Government members—Yes!

Mr HOWARD —The point I was making was that we have helped the states to fund their own hospitals more generously than they have themselves. Over the last four years you have watched us increase our money. The states rip money out of public hospitals and then come running along to us and ask for more so that they can spend the additional money on their own political fantasies instead of spending it on basic government services.

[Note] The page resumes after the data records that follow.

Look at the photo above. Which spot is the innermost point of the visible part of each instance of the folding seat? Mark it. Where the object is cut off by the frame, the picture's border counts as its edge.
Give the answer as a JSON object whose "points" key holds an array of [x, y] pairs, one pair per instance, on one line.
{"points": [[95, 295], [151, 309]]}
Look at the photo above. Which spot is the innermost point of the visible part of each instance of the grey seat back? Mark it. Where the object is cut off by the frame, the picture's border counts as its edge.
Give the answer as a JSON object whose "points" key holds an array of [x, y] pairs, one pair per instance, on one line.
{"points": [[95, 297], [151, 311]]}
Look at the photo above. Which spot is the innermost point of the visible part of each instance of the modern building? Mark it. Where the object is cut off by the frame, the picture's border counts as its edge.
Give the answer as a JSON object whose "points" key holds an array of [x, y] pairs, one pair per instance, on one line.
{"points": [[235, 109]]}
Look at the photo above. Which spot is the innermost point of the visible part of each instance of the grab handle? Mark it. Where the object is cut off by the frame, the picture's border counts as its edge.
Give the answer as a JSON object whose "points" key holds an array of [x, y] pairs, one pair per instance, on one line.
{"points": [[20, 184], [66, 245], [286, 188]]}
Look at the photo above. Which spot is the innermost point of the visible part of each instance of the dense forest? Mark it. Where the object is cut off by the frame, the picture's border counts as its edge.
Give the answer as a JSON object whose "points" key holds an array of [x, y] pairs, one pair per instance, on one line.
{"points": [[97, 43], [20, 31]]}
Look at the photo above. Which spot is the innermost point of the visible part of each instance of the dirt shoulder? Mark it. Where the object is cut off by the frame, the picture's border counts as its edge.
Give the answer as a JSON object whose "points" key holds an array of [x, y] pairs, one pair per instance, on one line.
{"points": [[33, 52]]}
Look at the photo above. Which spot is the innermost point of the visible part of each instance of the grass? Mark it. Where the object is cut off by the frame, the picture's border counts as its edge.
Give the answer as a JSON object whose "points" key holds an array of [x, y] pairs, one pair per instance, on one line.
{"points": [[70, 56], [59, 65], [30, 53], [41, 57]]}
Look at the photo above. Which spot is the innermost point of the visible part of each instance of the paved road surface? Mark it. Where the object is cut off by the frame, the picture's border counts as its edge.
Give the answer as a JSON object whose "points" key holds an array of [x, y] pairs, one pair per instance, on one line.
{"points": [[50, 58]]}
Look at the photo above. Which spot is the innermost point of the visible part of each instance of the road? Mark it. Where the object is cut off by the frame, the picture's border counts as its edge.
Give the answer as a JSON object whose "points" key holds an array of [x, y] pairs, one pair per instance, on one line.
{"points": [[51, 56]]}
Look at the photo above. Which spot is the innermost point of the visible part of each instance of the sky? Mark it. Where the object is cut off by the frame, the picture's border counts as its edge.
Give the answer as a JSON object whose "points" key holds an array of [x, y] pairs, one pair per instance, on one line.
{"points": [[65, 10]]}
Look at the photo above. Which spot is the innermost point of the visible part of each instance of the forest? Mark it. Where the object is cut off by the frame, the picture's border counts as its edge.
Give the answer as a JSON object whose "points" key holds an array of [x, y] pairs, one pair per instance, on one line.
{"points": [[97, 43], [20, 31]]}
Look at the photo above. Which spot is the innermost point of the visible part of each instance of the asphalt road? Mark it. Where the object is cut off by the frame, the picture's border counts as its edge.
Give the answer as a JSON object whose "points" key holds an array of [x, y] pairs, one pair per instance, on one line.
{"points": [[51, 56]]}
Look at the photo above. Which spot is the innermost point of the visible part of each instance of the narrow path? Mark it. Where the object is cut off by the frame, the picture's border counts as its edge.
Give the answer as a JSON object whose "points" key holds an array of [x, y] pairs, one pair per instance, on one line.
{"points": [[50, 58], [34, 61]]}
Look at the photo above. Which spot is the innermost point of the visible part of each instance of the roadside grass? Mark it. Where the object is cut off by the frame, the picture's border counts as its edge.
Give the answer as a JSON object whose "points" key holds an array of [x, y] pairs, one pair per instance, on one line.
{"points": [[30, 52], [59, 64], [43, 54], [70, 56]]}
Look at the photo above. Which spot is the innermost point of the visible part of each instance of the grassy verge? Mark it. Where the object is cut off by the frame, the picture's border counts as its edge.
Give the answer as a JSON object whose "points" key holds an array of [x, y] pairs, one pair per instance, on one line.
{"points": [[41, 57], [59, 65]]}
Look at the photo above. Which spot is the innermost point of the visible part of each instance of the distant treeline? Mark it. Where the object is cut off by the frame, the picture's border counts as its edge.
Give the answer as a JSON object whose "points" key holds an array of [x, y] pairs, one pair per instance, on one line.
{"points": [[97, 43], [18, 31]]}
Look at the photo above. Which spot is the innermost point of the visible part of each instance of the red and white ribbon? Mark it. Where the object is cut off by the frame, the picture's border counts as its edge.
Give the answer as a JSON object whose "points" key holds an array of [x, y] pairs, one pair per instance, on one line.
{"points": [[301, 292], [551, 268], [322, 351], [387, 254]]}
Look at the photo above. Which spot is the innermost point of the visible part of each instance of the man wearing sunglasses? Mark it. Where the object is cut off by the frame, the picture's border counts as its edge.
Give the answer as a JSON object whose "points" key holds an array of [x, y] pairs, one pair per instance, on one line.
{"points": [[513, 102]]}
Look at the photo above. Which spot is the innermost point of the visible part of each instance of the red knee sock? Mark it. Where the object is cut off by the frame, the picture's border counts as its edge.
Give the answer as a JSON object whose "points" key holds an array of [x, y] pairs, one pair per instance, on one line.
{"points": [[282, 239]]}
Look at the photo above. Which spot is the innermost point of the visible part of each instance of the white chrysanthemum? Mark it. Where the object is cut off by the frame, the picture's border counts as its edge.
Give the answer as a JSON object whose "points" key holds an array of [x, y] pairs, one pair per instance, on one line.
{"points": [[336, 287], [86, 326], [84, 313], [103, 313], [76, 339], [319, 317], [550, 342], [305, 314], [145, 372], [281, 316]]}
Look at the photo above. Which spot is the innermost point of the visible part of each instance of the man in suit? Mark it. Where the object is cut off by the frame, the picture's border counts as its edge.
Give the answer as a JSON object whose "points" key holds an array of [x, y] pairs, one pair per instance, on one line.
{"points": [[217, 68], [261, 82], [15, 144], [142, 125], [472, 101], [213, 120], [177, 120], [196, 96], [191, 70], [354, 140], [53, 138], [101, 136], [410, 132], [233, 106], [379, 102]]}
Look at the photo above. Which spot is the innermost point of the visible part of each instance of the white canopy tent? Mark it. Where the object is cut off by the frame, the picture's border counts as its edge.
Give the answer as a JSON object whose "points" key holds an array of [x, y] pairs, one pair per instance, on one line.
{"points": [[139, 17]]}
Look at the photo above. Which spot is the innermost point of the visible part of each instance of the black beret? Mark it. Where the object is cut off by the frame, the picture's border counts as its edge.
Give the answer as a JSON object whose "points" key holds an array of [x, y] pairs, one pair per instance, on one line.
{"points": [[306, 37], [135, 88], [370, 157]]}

If you look at the record of any of the state governments—if you look at the New South Wales government, if you look at the Victorian government—over the last four years, and I do not exempt any of them from this criticism, irrespective of their political colour, I would remind the House that over that period of time we have massively increased our contribution—and that increase will go on—but the states all the while have been taking money away from public hospitals and then complaining that we are not providing enough money. They just love hearing from the Leader of the Opposition because, if the Leader of the Opposition ever got into government, he would continue to let the states off the hook; he would continue to adopt a policy of handing over more federal money but not requiring the states to make their contributions. The states have a responsibility to fund their own hospitals. We have a responsibility to help, and we are being more than helpful. They are letting the public hospitals down, and the Leader of the Opposition ought to be training his gun sights on them.